More than 10,300 people have died from Ebola in West Africa and while cases are thought to have peaked, Guinea is struggling to stamp out the virus partly due to often violent resistance to officials working to end it.
Following a dip in new cases in Guinea in January, they have spiked again since early March in and around the capital, prompting officials to announce a new phase of the epidemic.
"I declare in the districts of Forecariah, Coyah, Dubreka, Boffa and Kindia a reinforcement of emergency measures for a period of 45 days," Conde said on state television late on Saturday.
"Wherever the need may be, throughout this period, measures of restriction and confinement will be taken," he said in what would be a first for the country since the outbreak began.
Food and medical supplies would be given to the affected communities, Conde added. He not specify where or when such restrictions would take effect.
Medical staff infected
The Reuters news agency reported last week that three doctors in a Conakry hospital had been infected with the virus because of a lack of infection control in a sign that the lapses that fuelled the outbreak a year ago are dogging the final stages of the fight.

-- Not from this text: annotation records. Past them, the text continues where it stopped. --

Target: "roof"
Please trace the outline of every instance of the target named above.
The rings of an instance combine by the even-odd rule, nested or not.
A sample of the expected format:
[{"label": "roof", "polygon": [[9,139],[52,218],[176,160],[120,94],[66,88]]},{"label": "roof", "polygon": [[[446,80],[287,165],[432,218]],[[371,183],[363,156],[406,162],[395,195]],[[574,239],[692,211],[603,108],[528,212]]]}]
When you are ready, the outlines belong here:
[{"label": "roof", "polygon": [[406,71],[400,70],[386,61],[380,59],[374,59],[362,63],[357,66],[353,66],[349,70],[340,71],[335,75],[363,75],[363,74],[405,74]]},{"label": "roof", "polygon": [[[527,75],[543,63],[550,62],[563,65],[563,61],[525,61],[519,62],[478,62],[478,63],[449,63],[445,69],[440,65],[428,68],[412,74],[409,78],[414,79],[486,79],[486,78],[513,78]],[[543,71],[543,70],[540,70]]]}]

Since then, a further six medical staff across three clinics in western Guinea have been infected, including two doctors, according to a report written by France's coordination team which provides technical assistance to Guinea on Ebola.
"Indefensible instances of negligence are showing up at the heart of our healthcare system," Conde said. Centres where medical staff had caught the virus will be closed, he added.
The World Health Organization declared in January that the epidemic was finally declining in West Africa after Guinea, Sierra Leone and Liberia - the three countries at the epicentre - recorded a steady drop in cases.
But renewed concern has been triggered by fresh setbacks in the worst-hit nations.
Sierra Leone on Friday began a new three-day nationwide lockdown sparked by fears that the virus was making a comeback in certain parts of the country and Liberia on Saturday announced the death of a woman who last week became the country's first new Ebola patient in more than a month.